Total de visitas: 1099
Crônicas
O Dia da Árvore
Desde criança tenho uma certa atração por árvores. É algo inexplicavelmente gostoso, assim como relação materna. Há um certo ar de respeitabilidade e admiração acompanhado de uma sensação de carinho e amparo, frutos talvez, do tamanho quase sempre avantajado que as árvores possuem.
No caminho de casa ao trabalho, entre tantas árvores que me saúdam todos os dias com seu farfalhar de folhas, com a reverência de um ou outro galho curvado pelo vento, uma delas merece atenção especial. Trata-se de uma frondosa amendoeira - pobres das amendoeiras - , felizmente nascida à porta de uma escola. Quantas árvores não gostariam de ter a mesma sorte? Sempre ali, acolhendo do sol e da chuva carros e pessoas, pássaros e insetos...
A cada outono, suas folhagens violáceas contrastavam com o paredão do prédio como uma obra de arte. É como se ruborizasse, um rubor gostoso e desconcertante, confidente que era das frases sussurradas ao pé do ouvido pelos casaizinhos apaixonados. Às vezes sua sombra era olhar materno sobre as crianças que algazarreavam ali em volta naquela explosão de vida, de papéis picados, de pipocas... Outras vezes era a serenidade, o aconchego e até mesmo a cumplicidade que acolhia os adolescente que, não raro matando aula, buscavam o encosto de seu grande tronco para trocar carícias, juras e promessas. As florezinhas amarelas (aqui acho que vale a pena dizer florezinhas) caíam em seus cabelos, como a celebrar a doce descoberta do amor.

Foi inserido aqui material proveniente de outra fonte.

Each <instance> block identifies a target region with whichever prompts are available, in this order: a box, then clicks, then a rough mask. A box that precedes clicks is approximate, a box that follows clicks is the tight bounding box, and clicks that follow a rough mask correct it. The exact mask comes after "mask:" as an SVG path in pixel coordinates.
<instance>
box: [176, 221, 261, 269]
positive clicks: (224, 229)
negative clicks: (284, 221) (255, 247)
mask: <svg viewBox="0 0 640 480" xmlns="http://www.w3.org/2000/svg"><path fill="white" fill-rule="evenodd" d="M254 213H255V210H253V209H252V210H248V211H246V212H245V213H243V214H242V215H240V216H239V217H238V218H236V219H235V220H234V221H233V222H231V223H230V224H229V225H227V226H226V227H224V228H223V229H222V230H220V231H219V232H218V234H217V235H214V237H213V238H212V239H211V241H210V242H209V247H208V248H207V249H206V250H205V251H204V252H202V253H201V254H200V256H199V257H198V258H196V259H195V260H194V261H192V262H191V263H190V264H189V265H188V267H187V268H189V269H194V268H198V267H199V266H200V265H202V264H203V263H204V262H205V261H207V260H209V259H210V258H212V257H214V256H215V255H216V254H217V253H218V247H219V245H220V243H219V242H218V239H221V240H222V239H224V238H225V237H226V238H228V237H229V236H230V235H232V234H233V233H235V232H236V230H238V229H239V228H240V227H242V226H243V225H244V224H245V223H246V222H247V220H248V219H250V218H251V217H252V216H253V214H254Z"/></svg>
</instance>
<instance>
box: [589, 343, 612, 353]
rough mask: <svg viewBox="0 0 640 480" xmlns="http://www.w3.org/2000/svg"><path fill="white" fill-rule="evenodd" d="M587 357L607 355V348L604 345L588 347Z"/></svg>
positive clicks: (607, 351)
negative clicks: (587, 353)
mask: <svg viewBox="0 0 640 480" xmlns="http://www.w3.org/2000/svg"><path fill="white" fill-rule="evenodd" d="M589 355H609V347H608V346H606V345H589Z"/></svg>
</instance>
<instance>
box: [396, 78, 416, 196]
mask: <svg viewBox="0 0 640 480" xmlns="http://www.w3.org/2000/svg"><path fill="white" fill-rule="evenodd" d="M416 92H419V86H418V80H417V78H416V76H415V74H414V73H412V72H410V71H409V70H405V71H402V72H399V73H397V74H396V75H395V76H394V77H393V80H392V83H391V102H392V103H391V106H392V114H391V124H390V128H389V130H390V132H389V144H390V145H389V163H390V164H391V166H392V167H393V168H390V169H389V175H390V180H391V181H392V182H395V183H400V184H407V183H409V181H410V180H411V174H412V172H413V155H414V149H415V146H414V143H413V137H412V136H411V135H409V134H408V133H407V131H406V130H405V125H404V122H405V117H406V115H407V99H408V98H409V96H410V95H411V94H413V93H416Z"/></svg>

Foi com grande pesar que ontem ao passar pela manhã vi um desses caminhões com guindaste e homens com serras elétricas e seus gritos de guerra. Junto com cada galho caía um pouco da história que fora construída dia a dia. Cada investida da lâmina fria em seu caule suculento, um gemido mudo não conseguia conter a seiva, lágrima resignada de alguém que parecia ter consciência do dever cumprido.
Mais tarde vi passar o caminhão na estrada com a carroceria cheia de pedaços de histórias, sonhos barulhentos de crianças, juras de casais apaixonados e segredos perdendo-se ao vento.
Nos dias seguintes havia aquele grande vazio, a imensa parede nua...E as pessoas que ao atravessarem a rua em busca de uma outra sombra que se projetava do lado oposto nem se davam conta de que lá no íntimo, mesmo que inconscientemente, sentiam falta da árvore.